The Taiwan High Court rendered the 109-Shang-Su-zi-2966 Decision on October 8, 2020 (hereinafter, the “Decision”), holding that if one’s personal data are used without consent to apply for a credit card, and the credit card is used in the name of such person for consumption, the actor not only commits the offense of using forged private documents but also the offense of illegally using the personal data and the offense of fraud and shall be penalized for one offense, which carries heavier punishment than the other offenses and which is the offense of illegally using the personal data, in accordance with Article 55 of the Taiwan Criminal Code.
According to the Decision, A obtained the identification papers of B, an acquaintance, by unknown means and then used B’s personal data to apply for a credit card without B’s consent. A also forged B’s signature on the OO Bank Credit Card Application, a false private document used by A to apply for a credit card from OO Bank, and then used the application by handing over the application and a copy of B’s national identification card in his possession to a clerk of the bank who issued the credit card out of the misbelief that the application was made by B in person. Since the Defendant’s act of forging B’s signature on the OO Bank Credit Card Application is an act at the phase of document forgery, the subsequent use of the forged private document is a lower degree act relative to the forgery of a private document and is absorbed by the higher degree act of forging a private document with no additional penalty imposed.
In addition, A subsequently used the credit card for consumption in the name of B. The use of other’s credit card for consumption without an intention to pay for the consumption by forging the signature of the original card holder on the credit card slip to cause the merchant to make a mistake and mistaken the actor as the original card holder and provide certain goods or services to the actor should meet the criteria for the offense of fraud.

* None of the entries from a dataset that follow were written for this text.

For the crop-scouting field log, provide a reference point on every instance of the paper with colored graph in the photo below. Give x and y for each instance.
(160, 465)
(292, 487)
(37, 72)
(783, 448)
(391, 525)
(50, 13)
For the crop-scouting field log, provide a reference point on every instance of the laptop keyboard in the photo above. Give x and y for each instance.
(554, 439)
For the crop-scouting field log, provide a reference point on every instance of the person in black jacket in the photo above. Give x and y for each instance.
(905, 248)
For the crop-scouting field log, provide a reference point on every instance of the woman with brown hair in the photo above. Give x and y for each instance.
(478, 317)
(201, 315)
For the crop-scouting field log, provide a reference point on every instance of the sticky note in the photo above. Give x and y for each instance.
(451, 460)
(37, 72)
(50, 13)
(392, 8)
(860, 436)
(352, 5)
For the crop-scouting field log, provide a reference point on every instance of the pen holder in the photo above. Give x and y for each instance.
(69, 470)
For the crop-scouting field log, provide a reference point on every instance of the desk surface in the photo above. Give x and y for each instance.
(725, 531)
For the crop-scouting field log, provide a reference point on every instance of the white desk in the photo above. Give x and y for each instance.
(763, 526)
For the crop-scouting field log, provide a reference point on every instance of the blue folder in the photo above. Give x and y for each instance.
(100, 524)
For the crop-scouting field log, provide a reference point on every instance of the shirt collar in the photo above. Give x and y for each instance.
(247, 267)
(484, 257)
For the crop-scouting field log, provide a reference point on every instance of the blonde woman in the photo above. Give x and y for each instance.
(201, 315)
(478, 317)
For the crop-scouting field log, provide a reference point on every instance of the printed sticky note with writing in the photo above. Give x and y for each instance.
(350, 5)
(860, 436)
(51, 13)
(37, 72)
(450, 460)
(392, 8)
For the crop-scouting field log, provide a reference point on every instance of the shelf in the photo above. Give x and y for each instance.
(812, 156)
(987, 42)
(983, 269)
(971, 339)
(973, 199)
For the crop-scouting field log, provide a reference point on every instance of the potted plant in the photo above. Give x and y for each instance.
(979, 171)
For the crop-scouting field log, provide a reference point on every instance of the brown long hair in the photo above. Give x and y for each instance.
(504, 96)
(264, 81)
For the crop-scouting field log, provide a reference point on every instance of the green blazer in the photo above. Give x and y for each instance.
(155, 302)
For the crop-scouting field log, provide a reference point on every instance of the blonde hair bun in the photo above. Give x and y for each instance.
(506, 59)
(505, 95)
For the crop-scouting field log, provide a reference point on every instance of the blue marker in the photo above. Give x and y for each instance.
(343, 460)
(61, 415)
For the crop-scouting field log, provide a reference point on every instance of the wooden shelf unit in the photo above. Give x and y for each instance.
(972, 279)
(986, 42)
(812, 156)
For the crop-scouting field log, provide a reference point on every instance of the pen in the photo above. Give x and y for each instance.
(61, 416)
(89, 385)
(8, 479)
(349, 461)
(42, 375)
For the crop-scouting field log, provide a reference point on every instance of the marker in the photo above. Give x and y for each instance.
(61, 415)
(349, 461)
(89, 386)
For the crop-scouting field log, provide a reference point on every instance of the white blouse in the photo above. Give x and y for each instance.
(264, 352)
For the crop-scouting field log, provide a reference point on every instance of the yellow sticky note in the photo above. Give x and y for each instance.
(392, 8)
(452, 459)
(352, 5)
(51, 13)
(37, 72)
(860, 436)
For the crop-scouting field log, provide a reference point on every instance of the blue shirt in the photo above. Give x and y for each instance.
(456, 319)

Based on the foregoing explanation, when A obtained B’s identification papers to apply for a credit card and then used the credit card for consumption in the name of B, A not only committed the offense of illegally using the personal data under Article 41 of the Personal Data Protection Act for illegally using B’s personal data in violation of Article 19, Paragraph 5 of the Personal Data Protection Act, but also committed the offense of using forged private documents under Articles 216 and 210 of the Taiwan Criminal Code. In light of the concurrence of offenses, A was penalized for one offense, which carries heavier punishment than the other offenses and is the offense of illegally using the personal data, in accordance with Article 55 of the same law.